I applied contact 121 to the father-in-laws fezza a couple of weeks ago without issue, on and off easy as pie


----------



## Bod42 (Jun 4, 2009)

mrbig1 said:


> One day, I will try WOWO's suggestion of applying Crystal Sealant followed by Paint Sealant and Top it up with Contact 121 or Signature wax for amazing gloss and shine.


Fraser Ive heard of Crystal Sealant followed by Contact 121 but first time I've heard of putting Paint Sealant in between. Is this your ultimate recommendation?


----------



## Rob D 88 (May 24, 2016)

So I came out today after heavy rain last night and took this pic of the Mrs roof. After one week it still looks like it's been put on yesterday. I know it was hard work applying it but it certainly don't like water so it may be worth the hassle!


----------



## mdebeum (Sep 7, 2016)

@fozzy and Brian, thanks for the replies, see when I have time and the weather is at least dry and above freezing temperatures and gogo wowo! 

Worst case scenario is I've got to wait till spring to apply


----------



## lis5662 (Sep 10, 2018)

Hello guys,
So how would be a better and simple method to apply Wowos Crystal Sealant for long durability

1) With two microfibers towels - one for buff on and two for buff off ?
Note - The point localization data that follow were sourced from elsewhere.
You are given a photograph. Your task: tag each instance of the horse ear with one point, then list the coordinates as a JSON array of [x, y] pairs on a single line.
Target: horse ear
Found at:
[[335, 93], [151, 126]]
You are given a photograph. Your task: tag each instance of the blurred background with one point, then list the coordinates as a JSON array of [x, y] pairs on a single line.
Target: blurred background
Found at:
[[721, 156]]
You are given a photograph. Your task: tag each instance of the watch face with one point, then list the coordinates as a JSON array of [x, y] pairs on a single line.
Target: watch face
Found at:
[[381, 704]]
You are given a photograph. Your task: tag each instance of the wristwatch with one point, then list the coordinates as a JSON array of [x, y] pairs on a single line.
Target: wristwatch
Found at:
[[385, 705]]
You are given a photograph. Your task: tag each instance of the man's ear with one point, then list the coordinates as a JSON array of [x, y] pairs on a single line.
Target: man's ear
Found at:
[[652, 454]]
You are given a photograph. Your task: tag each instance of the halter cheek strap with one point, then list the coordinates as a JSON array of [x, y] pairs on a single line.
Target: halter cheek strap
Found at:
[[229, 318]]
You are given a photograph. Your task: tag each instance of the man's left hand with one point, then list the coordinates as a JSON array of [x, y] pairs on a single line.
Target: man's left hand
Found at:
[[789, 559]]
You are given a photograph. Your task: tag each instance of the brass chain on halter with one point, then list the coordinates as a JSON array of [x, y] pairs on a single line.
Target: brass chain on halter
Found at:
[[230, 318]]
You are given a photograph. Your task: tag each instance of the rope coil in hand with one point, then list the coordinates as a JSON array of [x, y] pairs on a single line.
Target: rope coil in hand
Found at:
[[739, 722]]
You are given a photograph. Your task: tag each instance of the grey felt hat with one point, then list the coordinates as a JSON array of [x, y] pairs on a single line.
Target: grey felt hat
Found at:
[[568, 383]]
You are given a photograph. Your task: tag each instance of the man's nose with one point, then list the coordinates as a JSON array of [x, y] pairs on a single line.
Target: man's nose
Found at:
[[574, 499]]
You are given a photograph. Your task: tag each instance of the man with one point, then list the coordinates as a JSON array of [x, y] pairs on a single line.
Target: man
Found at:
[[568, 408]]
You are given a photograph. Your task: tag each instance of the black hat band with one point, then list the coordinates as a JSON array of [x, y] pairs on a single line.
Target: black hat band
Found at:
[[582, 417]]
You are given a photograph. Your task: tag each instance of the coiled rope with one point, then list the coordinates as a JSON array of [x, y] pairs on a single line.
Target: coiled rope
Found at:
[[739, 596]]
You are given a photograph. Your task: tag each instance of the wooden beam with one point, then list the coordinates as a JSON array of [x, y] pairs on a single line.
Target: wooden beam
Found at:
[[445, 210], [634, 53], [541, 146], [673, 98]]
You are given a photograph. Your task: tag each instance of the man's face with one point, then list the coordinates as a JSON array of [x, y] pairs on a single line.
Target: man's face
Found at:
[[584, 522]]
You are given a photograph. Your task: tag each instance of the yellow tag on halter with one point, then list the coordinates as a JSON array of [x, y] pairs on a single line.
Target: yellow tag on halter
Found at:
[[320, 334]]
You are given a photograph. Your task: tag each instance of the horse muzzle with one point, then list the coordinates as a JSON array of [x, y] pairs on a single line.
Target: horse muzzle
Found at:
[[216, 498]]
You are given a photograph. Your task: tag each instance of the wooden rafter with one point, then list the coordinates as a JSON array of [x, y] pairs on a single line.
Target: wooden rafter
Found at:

2) Microfiber applicator for buff on and microfiber towel for buff on ?


----------



## euge07 (Jan 15, 2011)

lis5662 said:


> Hello guys,
> So how would be a better and simple method to apply Wowos Crystal Sealant for long durability
> 
> 1) With two microfibers towels - one for buff on and two for buff off ?
> ...


Option 1 but allow 2 cloths for application and 2cloths for removal


----------